Before launching anything, or investing any time or money into the idea, find out which of your employees are interested, if any. Assuming there are some, ask them what they envision in a mentorship program. What are their expectations? What do they think a mentorship program is? How would they (and how will you) gauge the success of the program? Try to make results as quantifiable as possible. Don’t just say you want it to improve morale. How will you know if it does?
Use this information to design whatever program you implement. For instance, after talking with your employees you may find out they’re more interested in career pathing than a traditional mentor relationship. If that’s the case, go in that direction. Listen to your employees.
Another reason to ask employees’ opinions is that those who help design a program are more apt to support it. If they feel like they’ve given their ideas, and you’ve used them, there will be a sense of pride and a desire to support the business’ efforts.
You don’t have to implement a full-blown traditional matchmaking mentorship program (although, if you want to that is an option). But assuming you’re not quite ready to do that, here are a few ideas of how to incorporate aspects of it on a more manageable scale.
- Create a mentorship group, not a one-on-one program. You can organize a group of interested people and bring in speakers on specific topics once a month or on the timeline that fits your schedule.

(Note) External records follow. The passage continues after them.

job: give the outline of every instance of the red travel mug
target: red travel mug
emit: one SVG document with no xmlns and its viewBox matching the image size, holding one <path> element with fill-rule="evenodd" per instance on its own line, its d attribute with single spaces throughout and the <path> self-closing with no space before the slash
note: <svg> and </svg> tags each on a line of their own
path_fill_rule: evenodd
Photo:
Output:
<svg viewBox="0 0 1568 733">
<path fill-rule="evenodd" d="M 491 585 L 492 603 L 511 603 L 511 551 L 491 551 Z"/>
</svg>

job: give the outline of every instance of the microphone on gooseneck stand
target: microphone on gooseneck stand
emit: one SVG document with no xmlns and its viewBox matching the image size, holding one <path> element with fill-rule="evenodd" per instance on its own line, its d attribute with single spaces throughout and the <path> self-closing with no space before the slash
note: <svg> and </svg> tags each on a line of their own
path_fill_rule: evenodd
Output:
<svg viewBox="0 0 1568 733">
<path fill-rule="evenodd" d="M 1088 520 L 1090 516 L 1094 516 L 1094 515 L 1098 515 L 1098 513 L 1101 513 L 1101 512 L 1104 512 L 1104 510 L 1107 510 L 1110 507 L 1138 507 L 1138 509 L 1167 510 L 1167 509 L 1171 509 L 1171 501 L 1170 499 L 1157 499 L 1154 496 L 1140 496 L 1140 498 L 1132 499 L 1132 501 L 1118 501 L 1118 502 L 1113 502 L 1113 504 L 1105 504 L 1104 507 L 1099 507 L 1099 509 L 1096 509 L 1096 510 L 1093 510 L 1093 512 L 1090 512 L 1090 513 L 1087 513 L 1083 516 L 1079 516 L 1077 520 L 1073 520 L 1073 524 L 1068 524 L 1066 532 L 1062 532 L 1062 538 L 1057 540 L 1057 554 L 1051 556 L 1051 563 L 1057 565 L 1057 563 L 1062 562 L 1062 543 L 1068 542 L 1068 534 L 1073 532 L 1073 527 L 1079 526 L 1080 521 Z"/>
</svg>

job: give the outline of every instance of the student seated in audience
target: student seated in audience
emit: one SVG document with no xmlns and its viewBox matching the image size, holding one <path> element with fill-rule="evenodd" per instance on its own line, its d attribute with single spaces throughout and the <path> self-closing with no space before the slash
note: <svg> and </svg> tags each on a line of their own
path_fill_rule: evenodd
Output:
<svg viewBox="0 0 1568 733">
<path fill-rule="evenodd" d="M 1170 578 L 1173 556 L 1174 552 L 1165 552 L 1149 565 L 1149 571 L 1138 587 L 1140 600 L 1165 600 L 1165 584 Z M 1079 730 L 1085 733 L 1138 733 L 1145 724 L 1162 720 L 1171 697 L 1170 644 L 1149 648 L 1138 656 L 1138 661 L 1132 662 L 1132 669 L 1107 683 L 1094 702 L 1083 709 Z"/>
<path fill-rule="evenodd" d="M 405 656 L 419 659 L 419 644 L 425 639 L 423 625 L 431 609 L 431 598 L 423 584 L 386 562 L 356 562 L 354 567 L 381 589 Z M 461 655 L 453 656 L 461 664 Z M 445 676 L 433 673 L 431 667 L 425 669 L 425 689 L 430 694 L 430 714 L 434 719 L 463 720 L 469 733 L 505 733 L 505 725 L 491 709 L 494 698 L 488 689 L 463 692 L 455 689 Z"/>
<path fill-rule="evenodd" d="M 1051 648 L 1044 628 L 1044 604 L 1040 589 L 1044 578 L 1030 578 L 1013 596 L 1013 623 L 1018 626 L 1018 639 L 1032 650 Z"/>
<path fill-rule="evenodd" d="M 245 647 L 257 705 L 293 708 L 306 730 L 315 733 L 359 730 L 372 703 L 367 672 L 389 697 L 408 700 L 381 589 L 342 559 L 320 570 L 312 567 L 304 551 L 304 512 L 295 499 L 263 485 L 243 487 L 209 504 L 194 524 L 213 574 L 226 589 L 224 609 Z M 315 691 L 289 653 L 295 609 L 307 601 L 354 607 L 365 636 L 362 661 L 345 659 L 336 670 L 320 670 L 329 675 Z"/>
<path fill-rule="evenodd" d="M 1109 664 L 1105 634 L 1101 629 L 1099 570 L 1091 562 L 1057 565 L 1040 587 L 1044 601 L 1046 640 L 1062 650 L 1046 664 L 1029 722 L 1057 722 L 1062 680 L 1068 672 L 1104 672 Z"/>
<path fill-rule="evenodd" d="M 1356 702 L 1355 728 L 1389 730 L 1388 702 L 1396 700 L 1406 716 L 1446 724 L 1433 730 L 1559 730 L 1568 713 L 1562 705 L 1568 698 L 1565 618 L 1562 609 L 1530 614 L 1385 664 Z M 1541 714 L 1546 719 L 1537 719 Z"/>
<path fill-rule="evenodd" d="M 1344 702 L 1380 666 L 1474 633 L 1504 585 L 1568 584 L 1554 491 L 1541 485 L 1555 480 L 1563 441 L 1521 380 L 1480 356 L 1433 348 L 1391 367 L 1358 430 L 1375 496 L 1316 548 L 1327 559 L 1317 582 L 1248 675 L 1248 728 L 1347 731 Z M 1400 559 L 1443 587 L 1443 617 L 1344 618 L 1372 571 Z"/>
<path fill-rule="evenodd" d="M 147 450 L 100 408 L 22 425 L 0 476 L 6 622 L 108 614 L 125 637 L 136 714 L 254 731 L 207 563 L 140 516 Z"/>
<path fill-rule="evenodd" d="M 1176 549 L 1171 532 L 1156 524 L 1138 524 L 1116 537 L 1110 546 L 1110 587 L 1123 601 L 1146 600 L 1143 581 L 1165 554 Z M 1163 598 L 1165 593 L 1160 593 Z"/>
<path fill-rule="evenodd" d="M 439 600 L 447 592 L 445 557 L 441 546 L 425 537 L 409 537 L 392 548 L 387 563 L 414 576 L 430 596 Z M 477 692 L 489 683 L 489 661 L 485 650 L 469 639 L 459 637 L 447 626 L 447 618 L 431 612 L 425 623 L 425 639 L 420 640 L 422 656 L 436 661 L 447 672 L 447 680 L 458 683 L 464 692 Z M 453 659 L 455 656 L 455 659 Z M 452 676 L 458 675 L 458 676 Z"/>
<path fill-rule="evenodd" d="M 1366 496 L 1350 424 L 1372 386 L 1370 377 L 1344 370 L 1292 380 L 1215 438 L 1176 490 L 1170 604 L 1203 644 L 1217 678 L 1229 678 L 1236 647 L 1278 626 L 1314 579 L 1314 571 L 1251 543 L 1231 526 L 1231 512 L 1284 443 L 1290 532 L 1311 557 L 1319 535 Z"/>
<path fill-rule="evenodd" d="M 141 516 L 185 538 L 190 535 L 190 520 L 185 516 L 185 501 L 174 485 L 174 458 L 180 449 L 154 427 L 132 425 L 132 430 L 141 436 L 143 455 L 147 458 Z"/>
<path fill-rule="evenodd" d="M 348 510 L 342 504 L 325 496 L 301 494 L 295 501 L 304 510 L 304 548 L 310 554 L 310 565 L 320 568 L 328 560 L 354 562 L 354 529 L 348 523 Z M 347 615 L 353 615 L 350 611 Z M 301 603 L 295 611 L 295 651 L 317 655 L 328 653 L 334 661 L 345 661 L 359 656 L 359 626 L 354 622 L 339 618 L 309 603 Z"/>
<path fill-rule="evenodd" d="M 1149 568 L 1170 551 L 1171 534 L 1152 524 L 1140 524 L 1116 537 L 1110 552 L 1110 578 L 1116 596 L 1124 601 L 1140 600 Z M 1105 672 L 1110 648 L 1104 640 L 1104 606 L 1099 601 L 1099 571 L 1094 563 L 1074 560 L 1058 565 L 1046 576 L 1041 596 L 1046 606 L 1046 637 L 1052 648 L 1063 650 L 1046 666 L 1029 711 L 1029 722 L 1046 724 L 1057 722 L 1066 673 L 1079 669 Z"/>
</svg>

- Check with your chamber to see if they already have a mentorship program in place. No reason to recreate the wheel for your employees if a local program already exists.
- Try a beta roll-out. Start a mini-program to gauge how successful and fulfilling it is for your employees. If it works well, roll it out on a larger scale.
- Start a lunch group and place an interested employee in charge. If interest is on the smaller side, place the employees in charge of the organization of it. Just make sure that you create a mentor/mentee relationship with those organizing it so you don’t end up with a lot of eager mentees and no one to mentor.
- Empower your managers to be mentees to their groups and communicate the importance of this.
- Create a flash mentoring program. This can help people with an immediate concern. You could create a “board” of mentors and invite employees who are looking for guidance on a focused issue to talk to them on a one-off basis. This is often a popular option for people who don’t want to commit to an ongoing program.
- Try a reverse mentoring group. Mentorship needn’t be a one-way street of the established employees helping the inexperienced ones. A reverse mentorship program can connect established employees who require help in certain areas of their professional lives with younger people who can assist them. For instance, aiding them with social media questions or giving tips on recruiting younger people may be valuable topics for this sort of exchange.
If your employees are clamoring for more feedback or direction, if you want increased engagement and retention, implementing a mentor program could be the right fit for your business. However, not everyone has the ability to create a full-blown mentorship system. If you fall into that category, there are alternatives. The first place you may want to check is with your chamber of commerce or a young professionals group in your area.
Even if you don’t think you have the resources to create a program like this, doing so can become a big enticement for recruiting younger people to your company in the future.